Wei Chang nodded. "Pigs sure do eat. If they lose weight, we lose money, so you've got to feed enough to put on meat."
"And after two years? Even if some get sold along the way, you'll still have a lot of pigs, but you'll be out of feed."
"In two years, maybe there'll be new feed sources. Or the apocalypse ends?" Wei Chang tried.
"What if it doesn't?" Jing Shu asked quietly.
"…If it doesn't, then I'll just butcher them all and trade for stuff. I still won't lose. Two years of selling dozens of pigs at current prices means I'll get a lot of food and goods."
Jing Shu shook her head. "You won't have a fallback, and you'll probably lose out in the long run. If you butcher now, you'll earn more over the next two years. Keep only breeding stock and switch to selling piglets. Live piglets are worth way more than grown pork, and you'll save dozens of tons of feed every year."
She went on, calm and clear. "That saved feed sustains your breeders. Two years later, you'll still have enough to keep breeding for years. And these live red nematodes can be your emergency buffer."
Wei Chang's eyes lit up. "You're right, Jing Shu. We don't know when the apocalypse ends. If we plan for the worst, it won't end at all. Growing crops might never recover. Piglets can sell to rich folks for great prices, and we'll get back more in trade. Live pigs are rare now. This slashes our risk. You always need a way out."
Jing Shu smiled faintly and let it drop. As long as he'd figured it out. Chasing short-term profit could bury the future. Expanding the herd wasn't the route. Soon enough, people would starve in swaths. Who'd have spare feed for pigs?
If a few years later Wei Chang ballooned the herd to several hundred, the first thing "they" slaughtered would be him. But if he kept only two or three breeders and treated them like protected stock, at least the pigs would have a path to survive. The authorities could see that much.
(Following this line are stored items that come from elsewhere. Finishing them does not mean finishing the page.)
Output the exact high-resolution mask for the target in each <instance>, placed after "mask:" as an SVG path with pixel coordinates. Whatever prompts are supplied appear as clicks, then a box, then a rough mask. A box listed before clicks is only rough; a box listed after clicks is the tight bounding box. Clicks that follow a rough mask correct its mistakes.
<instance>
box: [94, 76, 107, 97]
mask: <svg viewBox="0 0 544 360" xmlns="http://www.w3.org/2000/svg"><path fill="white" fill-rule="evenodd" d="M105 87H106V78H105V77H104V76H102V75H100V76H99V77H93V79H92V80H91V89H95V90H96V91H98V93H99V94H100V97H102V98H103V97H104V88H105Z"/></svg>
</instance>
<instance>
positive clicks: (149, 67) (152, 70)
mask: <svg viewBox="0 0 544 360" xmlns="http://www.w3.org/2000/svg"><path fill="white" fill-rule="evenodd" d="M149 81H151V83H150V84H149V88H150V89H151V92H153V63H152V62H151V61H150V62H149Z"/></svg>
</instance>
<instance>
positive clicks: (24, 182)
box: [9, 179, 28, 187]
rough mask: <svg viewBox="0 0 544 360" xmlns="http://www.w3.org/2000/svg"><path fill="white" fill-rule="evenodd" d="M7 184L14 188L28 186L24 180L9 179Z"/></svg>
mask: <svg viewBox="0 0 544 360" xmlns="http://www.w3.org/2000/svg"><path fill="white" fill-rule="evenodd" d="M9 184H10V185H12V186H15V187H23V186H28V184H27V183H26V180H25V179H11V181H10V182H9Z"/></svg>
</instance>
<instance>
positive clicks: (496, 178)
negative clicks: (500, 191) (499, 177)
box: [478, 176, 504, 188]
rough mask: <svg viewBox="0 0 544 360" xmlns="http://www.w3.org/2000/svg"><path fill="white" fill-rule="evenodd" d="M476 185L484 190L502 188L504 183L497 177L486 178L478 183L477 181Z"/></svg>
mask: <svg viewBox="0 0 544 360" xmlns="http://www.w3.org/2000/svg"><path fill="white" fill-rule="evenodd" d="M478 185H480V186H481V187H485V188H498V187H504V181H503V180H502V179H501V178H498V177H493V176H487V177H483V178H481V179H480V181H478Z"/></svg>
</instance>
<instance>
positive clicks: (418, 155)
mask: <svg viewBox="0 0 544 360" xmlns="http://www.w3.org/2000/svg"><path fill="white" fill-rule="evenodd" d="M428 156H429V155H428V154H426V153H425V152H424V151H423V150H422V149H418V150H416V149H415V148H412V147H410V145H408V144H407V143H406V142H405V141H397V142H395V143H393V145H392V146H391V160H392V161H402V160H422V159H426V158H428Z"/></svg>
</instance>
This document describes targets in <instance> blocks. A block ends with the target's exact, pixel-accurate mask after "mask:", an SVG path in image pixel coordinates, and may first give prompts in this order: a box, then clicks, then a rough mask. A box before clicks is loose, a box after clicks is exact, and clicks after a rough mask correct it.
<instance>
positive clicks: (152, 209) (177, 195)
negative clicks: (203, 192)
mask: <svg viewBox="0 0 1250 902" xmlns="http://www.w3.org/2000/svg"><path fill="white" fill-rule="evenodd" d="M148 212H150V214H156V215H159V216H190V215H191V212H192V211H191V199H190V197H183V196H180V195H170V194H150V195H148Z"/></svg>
"Alright, it's only a few days anyway. Jing Shu, every day eats over a hundred kilos of feed. It hurts me just thinking about it. Let's do it today. I'll call in favors for oxytocin on the side. With dozens of pigs, I'll get Wang Mazi to help slaughter. One wasted day is that much feed gone."
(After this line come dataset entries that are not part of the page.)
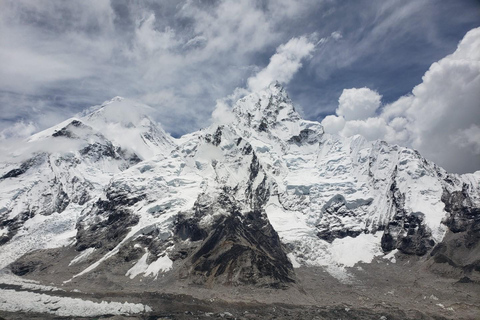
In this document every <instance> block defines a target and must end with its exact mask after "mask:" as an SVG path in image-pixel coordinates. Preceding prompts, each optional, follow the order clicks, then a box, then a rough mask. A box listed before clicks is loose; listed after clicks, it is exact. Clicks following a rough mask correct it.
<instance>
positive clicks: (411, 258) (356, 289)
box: [0, 256, 480, 320]
mask: <svg viewBox="0 0 480 320" xmlns="http://www.w3.org/2000/svg"><path fill="white" fill-rule="evenodd" d="M416 259H417V258H416V257H412V256H403V257H399V259H397V262H396V263H389V262H386V261H385V260H375V261H373V263H371V264H361V265H357V266H356V267H354V268H350V269H349V270H348V272H349V274H350V277H349V278H348V279H344V280H343V282H339V281H338V280H337V279H335V278H334V277H332V276H331V275H330V274H329V273H328V272H326V271H325V270H323V269H321V268H304V267H302V268H299V269H296V274H297V283H296V284H295V285H293V286H291V287H289V288H288V289H283V290H282V289H266V288H257V287H248V286H238V287H235V286H223V285H221V286H220V285H219V286H214V287H211V288H208V289H207V288H205V287H204V286H194V285H191V284H188V283H186V282H185V283H183V282H181V281H178V280H176V281H173V282H172V280H171V279H167V278H168V277H165V278H164V279H158V280H157V281H152V280H151V279H150V280H148V279H147V278H143V277H142V278H143V279H142V280H143V283H142V282H140V281H139V280H140V279H138V278H137V280H138V281H137V282H136V285H135V282H128V284H127V282H126V283H125V286H123V287H122V288H119V290H114V291H111V290H108V289H102V287H101V286H100V285H99V284H100V283H101V282H102V281H105V287H104V288H107V287H109V284H108V281H112V280H113V279H112V278H108V279H107V278H102V277H101V276H99V277H98V279H96V280H95V281H91V282H90V281H84V282H83V284H84V285H82V287H77V288H76V289H74V286H77V285H78V283H80V282H77V284H72V285H68V284H66V285H65V286H63V287H62V289H61V290H58V289H55V288H52V287H42V286H38V285H35V284H33V282H23V283H22V282H21V281H26V280H21V281H20V282H15V281H11V279H16V278H10V281H6V282H9V283H5V281H4V284H2V285H1V286H0V310H9V309H8V308H6V307H5V306H6V305H8V304H9V303H10V306H11V305H12V302H11V301H10V302H9V301H8V299H12V298H11V297H14V296H13V295H12V293H15V294H19V295H18V297H17V298H15V299H17V302H18V301H20V300H21V299H22V298H21V297H22V294H23V297H24V299H25V300H24V301H21V302H19V303H18V305H20V307H19V308H17V309H13V310H12V309H10V311H0V319H1V318H3V319H26V318H28V319H118V320H120V319H211V318H224V319H381V320H384V319H478V317H479V315H480V305H479V304H478V301H480V283H478V282H476V281H473V282H466V283H465V281H459V279H455V278H454V276H455V275H454V274H450V276H451V277H449V278H447V277H439V276H438V275H436V274H433V273H431V272H430V271H428V270H426V269H425V267H424V266H425V265H424V264H423V263H417V261H415V260H416ZM0 279H1V278H0ZM5 279H7V278H5ZM43 280H44V281H42V282H43V283H46V282H45V279H43ZM52 280H53V278H52ZM147 280H148V281H147ZM56 287H61V286H56ZM84 292H94V293H84ZM8 297H10V298H8ZM18 299H20V300H18ZM62 299H67V303H66V304H65V302H62V301H63V300H62ZM79 299H81V300H79ZM55 301H57V302H55ZM102 301H103V302H102ZM106 301H109V302H110V304H108V303H107V302H106ZM126 301H128V303H126ZM34 302H38V303H37V305H35V303H34ZM68 303H70V305H69V304H68ZM85 303H88V304H89V305H86V306H85ZM38 305H43V306H47V307H44V309H42V310H43V311H42V310H40V309H39V307H38ZM22 306H23V308H22ZM82 306H83V307H85V308H86V309H81V308H82ZM48 308H50V309H49V310H46V309H48ZM62 308H63V309H65V310H63V311H62ZM69 308H70V309H69ZM75 310H77V311H76V313H75ZM82 310H88V311H89V312H93V313H90V315H91V316H87V317H82V315H83V314H82ZM95 310H97V311H98V312H97V313H98V314H94V313H95ZM38 311H42V312H44V313H38ZM68 312H71V313H70V314H69V313H68ZM129 312H132V313H130V315H126V314H129Z"/></svg>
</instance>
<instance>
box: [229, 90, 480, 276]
mask: <svg viewBox="0 0 480 320" xmlns="http://www.w3.org/2000/svg"><path fill="white" fill-rule="evenodd" d="M233 112H234V114H235V117H236V122H235V123H234V124H231V125H230V126H231V129H232V130H234V131H235V132H237V133H238V134H239V135H240V136H241V137H243V138H244V139H246V140H247V141H248V142H249V143H250V144H251V145H252V147H253V150H254V151H255V153H256V154H257V156H258V158H259V162H260V164H261V165H262V166H263V168H264V169H265V171H266V172H267V175H268V177H269V179H271V181H272V182H273V183H271V185H274V190H273V191H272V192H271V197H270V200H269V203H268V204H267V205H266V208H265V209H266V212H267V214H268V218H269V220H270V222H271V223H272V225H273V226H274V228H275V229H276V230H277V232H278V233H279V235H280V237H281V238H282V240H283V241H284V242H285V243H287V244H289V247H291V248H293V252H292V255H291V257H296V258H295V262H302V263H304V264H307V265H323V266H327V267H329V268H332V266H335V265H338V266H340V267H342V266H350V265H351V264H352V261H350V260H349V262H348V263H345V261H343V258H341V255H339V254H338V248H339V246H338V243H339V241H344V240H340V239H343V238H346V237H349V238H353V237H358V239H357V240H356V241H357V243H363V244H364V245H363V246H361V247H360V248H357V249H354V247H353V246H350V247H349V246H345V247H344V248H345V250H346V251H345V252H343V251H342V252H343V253H344V254H346V255H349V256H350V257H352V259H354V260H355V259H356V258H354V257H358V258H357V259H356V261H354V262H358V261H364V262H365V261H366V262H369V261H371V259H372V258H373V257H374V256H376V255H380V254H383V252H389V251H391V250H394V249H397V248H398V249H399V250H400V251H402V252H404V253H408V254H417V255H423V254H425V253H426V252H427V251H428V250H429V249H430V248H432V247H433V246H434V245H435V244H436V243H438V242H440V241H442V239H443V237H444V234H445V232H446V230H447V227H446V225H445V224H443V223H442V222H444V221H443V220H444V219H445V218H447V216H448V215H449V213H448V212H447V211H445V209H444V207H445V204H444V202H443V201H442V196H443V194H444V192H445V190H446V189H450V188H451V189H452V190H456V191H458V190H462V188H463V189H465V184H466V185H467V186H468V187H467V188H466V190H467V193H468V194H469V196H468V197H469V198H471V199H473V200H472V201H473V202H475V204H473V203H472V206H473V207H475V206H476V207H478V205H479V203H478V200H475V199H478V194H479V193H478V190H479V189H478V186H479V182H478V181H479V180H478V177H477V176H475V175H468V176H466V175H465V176H462V177H460V176H456V175H448V174H447V173H446V172H445V171H444V170H443V169H441V168H439V167H437V166H436V165H435V164H433V163H432V162H429V161H428V160H425V159H424V158H422V157H421V156H420V154H419V153H418V152H416V151H414V150H411V149H408V148H402V147H398V146H392V145H388V144H386V143H385V142H382V141H374V142H370V141H366V140H365V139H364V138H363V137H361V136H354V137H350V138H343V137H339V136H332V135H327V134H324V133H323V128H322V127H321V126H320V125H319V124H318V123H315V122H309V121H305V120H302V119H301V118H300V117H299V116H298V114H297V113H296V112H295V109H294V107H293V105H292V103H291V101H290V99H289V98H288V96H287V95H286V93H285V91H284V90H283V89H282V88H281V87H280V86H279V85H278V84H273V85H271V86H270V87H269V88H267V89H266V90H264V91H261V92H259V93H254V94H252V95H250V96H247V97H245V98H243V99H241V100H239V102H238V103H237V104H236V105H235V107H234V108H233ZM371 235H374V236H371ZM360 238H361V239H362V240H360ZM349 248H350V249H349ZM361 248H363V249H364V251H365V252H363V251H362V250H360V249H361ZM342 250H343V249H342ZM349 250H350V251H352V250H353V251H355V252H356V253H358V252H360V254H355V255H354V254H352V253H353V252H351V253H349V252H348V251H349ZM358 250H359V251H358Z"/></svg>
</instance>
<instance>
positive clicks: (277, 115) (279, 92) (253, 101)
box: [233, 81, 300, 131]
mask: <svg viewBox="0 0 480 320" xmlns="http://www.w3.org/2000/svg"><path fill="white" fill-rule="evenodd" d="M233 112H234V114H235V116H236V118H237V120H239V122H241V123H243V124H245V125H247V126H249V127H253V128H255V129H257V130H259V131H265V130H266V128H267V127H268V126H276V125H277V124H278V123H280V122H286V121H288V122H295V121H298V120H300V115H299V114H298V113H297V112H296V111H295V107H294V106H293V103H292V101H291V100H290V98H289V97H288V94H287V92H286V90H285V89H284V88H283V87H282V85H281V84H280V83H279V82H278V81H275V82H272V83H271V84H270V85H269V86H268V87H267V88H265V89H263V90H261V91H258V92H255V93H252V94H250V95H248V96H246V97H243V98H242V99H240V100H238V101H237V103H236V104H235V106H234V108H233Z"/></svg>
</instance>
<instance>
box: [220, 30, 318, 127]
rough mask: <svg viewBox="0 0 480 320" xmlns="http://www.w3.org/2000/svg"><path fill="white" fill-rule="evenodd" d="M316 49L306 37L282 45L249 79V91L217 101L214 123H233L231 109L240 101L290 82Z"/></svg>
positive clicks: (233, 95)
mask: <svg viewBox="0 0 480 320" xmlns="http://www.w3.org/2000/svg"><path fill="white" fill-rule="evenodd" d="M314 48H315V45H314V44H313V43H312V42H311V41H310V40H308V39H307V37H305V36H302V37H299V38H292V39H290V40H289V41H288V42H287V43H285V44H282V45H280V46H279V47H278V48H277V51H276V53H275V54H274V55H273V56H272V57H271V58H270V63H269V64H268V65H267V66H266V67H265V68H263V69H262V70H260V71H259V72H257V73H256V74H255V75H254V76H251V77H250V78H248V79H247V86H248V90H247V89H244V88H236V89H235V90H234V92H233V93H232V94H230V95H228V96H227V97H225V98H222V99H218V100H217V101H216V106H215V109H214V111H213V113H212V121H213V122H215V123H219V124H221V123H229V122H232V121H233V120H235V118H234V116H233V114H232V112H231V107H232V105H233V104H234V103H235V102H236V101H237V100H238V99H240V98H241V97H243V96H245V95H247V94H249V93H251V92H255V91H259V90H262V89H265V88H266V87H268V86H269V85H270V84H271V83H272V82H274V81H278V82H280V83H283V84H287V83H288V82H290V80H291V79H292V77H293V76H294V75H295V73H296V72H297V71H298V70H299V69H300V68H301V67H302V63H301V61H302V60H303V59H305V58H307V57H309V56H310V54H311V52H312V51H313V50H314Z"/></svg>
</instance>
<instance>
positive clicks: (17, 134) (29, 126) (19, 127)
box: [0, 120, 37, 141]
mask: <svg viewBox="0 0 480 320" xmlns="http://www.w3.org/2000/svg"><path fill="white" fill-rule="evenodd" d="M36 130H37V127H36V126H35V124H33V122H25V121H23V120H21V121H17V122H16V123H15V124H13V125H12V126H10V127H8V128H6V129H3V130H2V131H0V141H1V140H5V139H9V138H25V137H28V136H30V135H32V134H33V133H34V132H35V131H36Z"/></svg>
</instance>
Wei Chang was a move-fast kind of man. Once he decided, he acted.
"Uncle…"
"Don't worry, the idea doesn't need your aunt's approval. Whatever it is, she'll back it with both hands." He grinned.
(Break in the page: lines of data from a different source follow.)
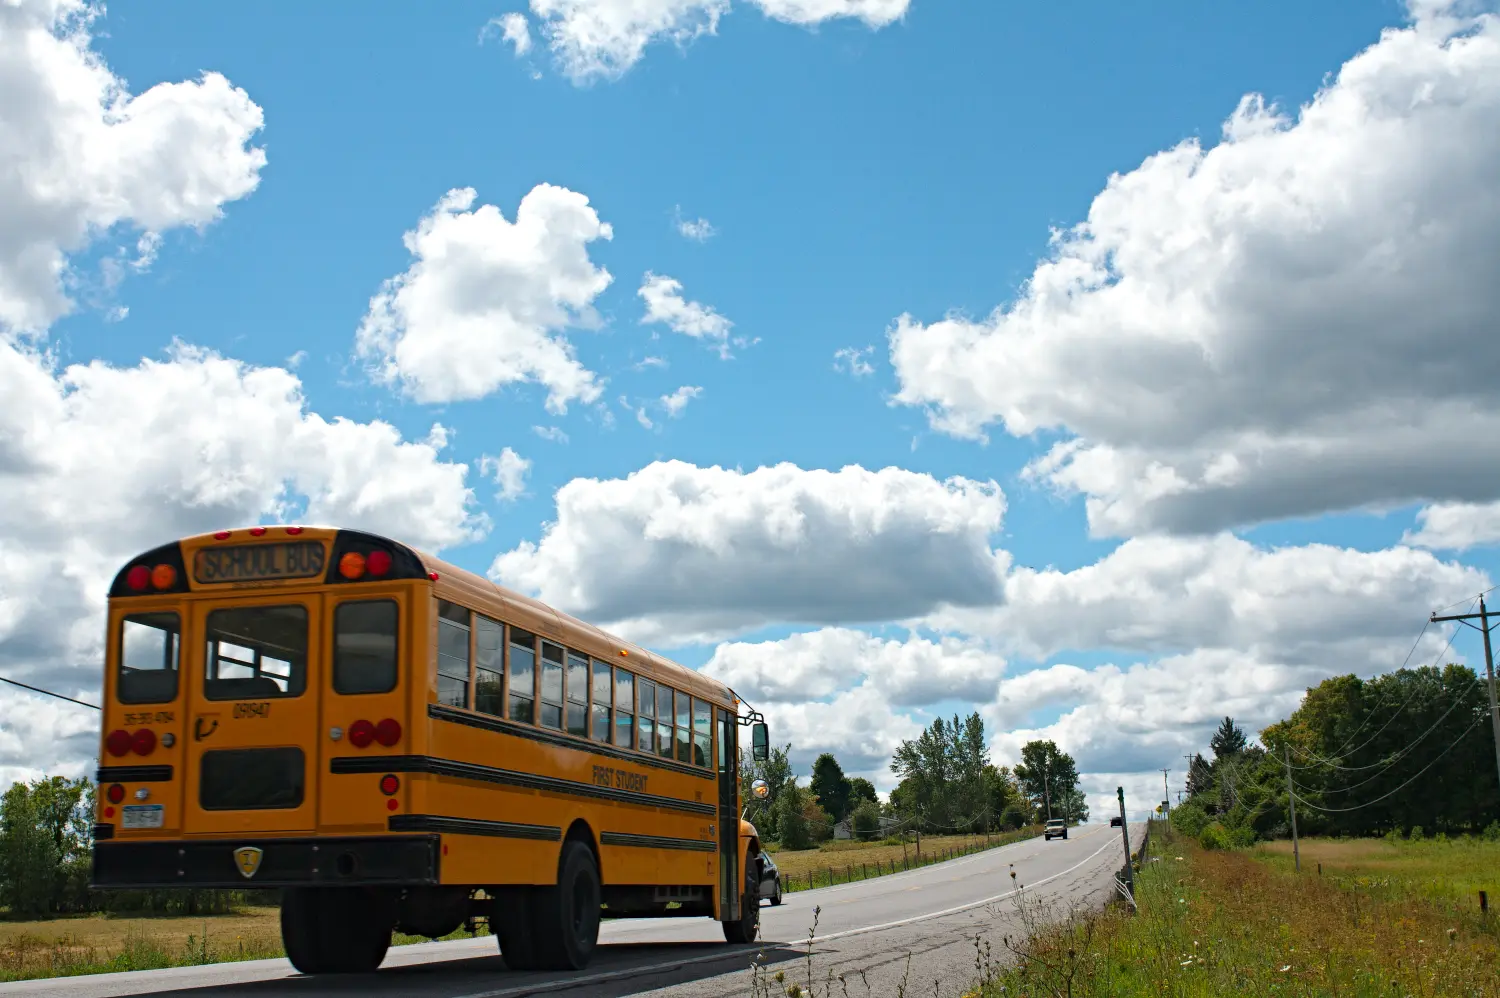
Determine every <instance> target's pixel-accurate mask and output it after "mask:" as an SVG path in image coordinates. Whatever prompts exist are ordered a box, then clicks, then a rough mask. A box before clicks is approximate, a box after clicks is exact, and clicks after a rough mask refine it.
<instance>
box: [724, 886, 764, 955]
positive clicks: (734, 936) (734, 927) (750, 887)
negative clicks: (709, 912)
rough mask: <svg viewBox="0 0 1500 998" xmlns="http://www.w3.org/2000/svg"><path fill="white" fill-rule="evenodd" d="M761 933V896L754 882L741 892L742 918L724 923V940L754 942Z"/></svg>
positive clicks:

"Uncle, I mean you don't need to call anyone. If word gets out we're butchering this many pigs when grain's tight, someone might cause trouble, or try to seize them. All our pigs, I'll do the killing. You handle the offal and cleanup. Let's finish before Sister-in-law goes into labor." Jing Shu cleared her throat. She usually did it in the Rubik's Cube Space. Inside absolute space, slaughtering was easy. She'd never tried it in the real world.
She wanted to try.
"Right, I forgot how strong you are. You'll be a natural at this. Fine, let's go."
Jing Shu started her first slaughter in the open. Uncle wanted to truss the hogs five-flowers-style to keep them from thrashing at the end. "No need, Uncle. I usually stun and go straight in. You boil water and set things up."
"Got it. We're not in a hurry, step by step."
Once she sent Uncle off, she finally began. If anything went sideways, she'd just pull the carcass into the Rubik's Cube Space and finish there. She'd already sharpened blades on dozens of cows, sheep, and pigs in that space. Now, the knives were itching to work.